他の国の事はどうでも良いが、RSTの調査で明らかとなった日本人の読解力の著しい劣化は、情報伝達としての国語教育を軽んじてきた結果であることは、間違いないと思われる。

 

私は、秘められた意味を学力評価の対象とすることは不適切である、と主張してきたが、これは入学試験の公平性を重要視するからではない。 入学試験に出題される問題が不適切であれば、若い人々に不適切な勉強を強いることになるからである。

 

国語教育ばかりが原因とは言わないが、実際に人の言葉や書かれた文章から、情報をしっかり受け取ろうとしない人々が多い。一部の人々は、むしろ「裏を探る」ことに熱心で、人の言葉を曲解する習慣が身に付いてしまっている。

 

 

 

このような習慣が身に付いてしまうと、少なくとも理系の学習には大きな障害となる。言語的な能力の低下が学習の障害になっていることは、かなり以前から指摘され、「国語が大切」と叫ばれてきた。しかし「受験の国語」は、下手に勉強すればするほど、悪影響も大きい。

 

理系教育の問題については、以前から多くを書いてきた。文章を文字通り読み進む習慣を失えば、学習そのものが成立しない。定義や説明を読み飛ばし、やり方だけ覚えこもうとするのも、その結果なのかもしれない。

 

 

 

社会生活における障害

 

言語的な能力の低下の学習への影響は、理系に限らないと思うが、言葉の「裏を探る」ことに熱心な人々は、言葉の真意は常に別のところにあるとすら、考えているようである。実際に社会では、そのような場面が少なくないことは事実であるが、そのような社会の在り方も、国語教育と無関係ではないような気がする。まさに「秘められた意味こそが真実」である。

 

 

つまらない例で恐縮だが、私は勤めてから間もなく、大学案内の編集会議に、委員として出席した。大学案内とは、受験生に向けての広報活動の一つで、要するに大学の宣伝のためのパンフレットである。各学部はそれぞれ、魅力的な内容を掲載するように努力する。

 

私は、自分の学部を紹介する文章の原案に「自然科学は国際的な学問です」と書いた。この一文に、他の学部の委員は強く反応し、「我々の分野が国際的でないと貶めるつもりですか」と、口々に苦言を呈し始めた。

 

 

常にそのような読み方をしていては、さぞ疲れるであろう。

  

  「教育は国の将来の・・・」  

  「農業は食糧生産という社会の基本を・・・」

 

これに対し、

 

  「我々の学部は国の将来に関係ないと言うのか」

  「社会の役に立たないと言うのか」

 

などと互に足を引っ張っていれば、何も書けなくなる。捻くれた読み方をするのは個人の勝手であるが、それによって他人に余計な気を使わせ、時間を使わせるのは大きな迷惑である。

 

そのコストは結局、自分達が支払わねばならない。そのロスは大きい。

理系人間はしばしば、そのロスを受け入れるだけの包容力と時間を持ち合わせず、人々と対決して早々と「けり」をつける道を選ぶ。私もそのように行動した。

 

そして理系人間は、争いを最小に抑える「国語力」を持ち合わせない・・・

 

が、幸いにも、私の場合はすぐに終わった。着任早々にもかかわらず、物理屋というだけで、すでに危険人物扱いであり、人々はすぐに引いたのである。

 

 

 

ちなみに、この大学案内は、教員の情報発信能力を試すものと言えたが、その出来栄えは惨憺たるものであった。

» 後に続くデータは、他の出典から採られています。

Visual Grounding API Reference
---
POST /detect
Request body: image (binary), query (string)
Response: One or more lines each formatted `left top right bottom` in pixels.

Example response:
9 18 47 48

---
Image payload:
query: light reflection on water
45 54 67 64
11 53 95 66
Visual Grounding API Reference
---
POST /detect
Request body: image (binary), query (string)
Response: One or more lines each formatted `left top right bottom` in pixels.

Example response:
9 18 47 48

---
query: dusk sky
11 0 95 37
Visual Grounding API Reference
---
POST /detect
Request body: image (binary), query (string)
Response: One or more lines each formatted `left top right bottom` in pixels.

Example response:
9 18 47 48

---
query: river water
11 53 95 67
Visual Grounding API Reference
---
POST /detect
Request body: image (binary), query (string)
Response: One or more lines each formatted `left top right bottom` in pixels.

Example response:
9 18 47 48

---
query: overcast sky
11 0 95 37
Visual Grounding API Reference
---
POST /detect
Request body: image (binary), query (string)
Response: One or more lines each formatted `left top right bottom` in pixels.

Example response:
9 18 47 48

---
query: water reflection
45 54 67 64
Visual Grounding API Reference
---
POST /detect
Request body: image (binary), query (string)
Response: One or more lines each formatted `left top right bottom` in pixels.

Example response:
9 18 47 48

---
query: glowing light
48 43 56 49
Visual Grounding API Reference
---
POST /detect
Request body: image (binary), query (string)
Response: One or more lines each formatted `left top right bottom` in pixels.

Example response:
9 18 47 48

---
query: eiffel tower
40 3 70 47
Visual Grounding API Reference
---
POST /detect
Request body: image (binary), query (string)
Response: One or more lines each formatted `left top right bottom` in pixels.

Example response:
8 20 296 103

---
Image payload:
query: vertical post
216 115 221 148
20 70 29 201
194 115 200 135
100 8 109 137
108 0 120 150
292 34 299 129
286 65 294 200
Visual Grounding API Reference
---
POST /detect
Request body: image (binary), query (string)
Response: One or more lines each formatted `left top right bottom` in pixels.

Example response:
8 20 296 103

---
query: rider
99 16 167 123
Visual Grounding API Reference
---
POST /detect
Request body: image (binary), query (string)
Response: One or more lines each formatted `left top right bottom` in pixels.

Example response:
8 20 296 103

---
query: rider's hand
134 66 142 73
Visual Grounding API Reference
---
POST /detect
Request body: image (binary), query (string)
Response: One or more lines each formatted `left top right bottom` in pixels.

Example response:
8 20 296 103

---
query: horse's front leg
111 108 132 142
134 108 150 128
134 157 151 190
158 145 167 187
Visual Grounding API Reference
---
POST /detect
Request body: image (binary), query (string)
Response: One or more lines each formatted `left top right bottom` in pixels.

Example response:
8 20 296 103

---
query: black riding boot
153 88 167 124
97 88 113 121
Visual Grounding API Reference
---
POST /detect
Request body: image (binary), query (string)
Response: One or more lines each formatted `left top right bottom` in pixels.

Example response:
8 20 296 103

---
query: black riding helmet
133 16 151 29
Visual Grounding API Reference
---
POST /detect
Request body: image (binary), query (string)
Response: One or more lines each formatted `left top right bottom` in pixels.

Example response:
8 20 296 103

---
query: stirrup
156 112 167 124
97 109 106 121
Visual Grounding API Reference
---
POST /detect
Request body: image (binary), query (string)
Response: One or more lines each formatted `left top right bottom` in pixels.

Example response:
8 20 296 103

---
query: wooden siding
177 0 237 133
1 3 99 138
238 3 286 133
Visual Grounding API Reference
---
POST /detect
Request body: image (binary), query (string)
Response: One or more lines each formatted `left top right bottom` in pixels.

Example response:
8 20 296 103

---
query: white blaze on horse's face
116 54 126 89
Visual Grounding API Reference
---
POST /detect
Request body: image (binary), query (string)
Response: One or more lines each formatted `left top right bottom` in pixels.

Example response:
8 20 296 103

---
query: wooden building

まず学部ごとに、同じページ数を割り当てる。次に学部に持ち帰り、学科ごとに同じページ数を割り当てる。この段階で割り当ては1ページになっている。スタッフ1人と用務員2人だけの研究施設も、学科と同じ扱いである。その1ページに学科の紹介の写真が載せられ、教育理念を格調高く謳った名文が添えられる。残りのスペースを研究室で均等に・・・ 

 

私は編集方針を全面的に見直すことを主張したが、全学のレベルでも学部のレベルでも「前任者のメンツを守る」意識が強く、認められなかった。そして、残りの僅かな行数は、それぞれの研究室の内容紹介で埋められた。

 

 

受験生が知りたい情報を記載できる余地は殆ど無い。読む人々のための冊子ではなく、大学内の縄張り争いと自己顕示の場になっている。何の得があろうか。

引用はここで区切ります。